In die Realität des Abends brachte mich meine Harnblase. Ich mußte auf der belebten Nationalstraße einen bescheidenen Platz zum Pinkeln finden. Einen starken Druck im Unterbauch spürte ich schon während der Fahrt, ich konnte ihn dank meiner Dauererektion zum Glück vernachlässigen — jetzt wurde der Überdruck unerträglich. Mir war jetzt aber alles egal, ich war endgültig kein Spießer mehr. Ich entblößte mich und pinkelte an die erstbeste Laterne, bis mich ein Grobian anschrie:

— Was schweinst du hier, du Schwein.

Er ließ mich aber weitermachen, und ich konnte noch während der Entleerung in Ruhe grübeln, ob das Verb» Schweinen«überhaupt existierte.

Darüber, daß mich eine wunderbare Zukunft erwartete, konnte es nach dieser Busfahrt gar keine Zweifel mehr geben. Ich war auch an profaneren Tagen von vielen aufreizenden Menschen umgeben, andere kannte ich kaum.
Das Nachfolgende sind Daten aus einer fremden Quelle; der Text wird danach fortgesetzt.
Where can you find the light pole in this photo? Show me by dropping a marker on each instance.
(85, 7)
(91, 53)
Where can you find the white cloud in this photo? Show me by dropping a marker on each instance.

Überall um mich herum gab es sie — einerseits brauchten diese Wesen zwar viel Liebe, andererseits waren sie auch uneingeschränkt bereit, Liebe zu geben. Offenbar lebte ich in der glücklichsten Stadt auf Erden. Als ich im Dunkeln nach Hause lief — in einer Straßenbahn hätte ich nicht für mich allein sein können — , sah ich, wie schön meine Stadt war, in was für einer zauberhaften Gegend ich wohnte. Wir wohnten wirklich sehr schön in unserer Stadt.

Der vorherige Satz ist einigermaßen ernst gemeint. Egal wann, egal wo, egal wem ich sagte, wo unsere Wohnung lag, lautete die Standardreaktion immer: — Schön, so schön, eine so wunderschöne Gegend…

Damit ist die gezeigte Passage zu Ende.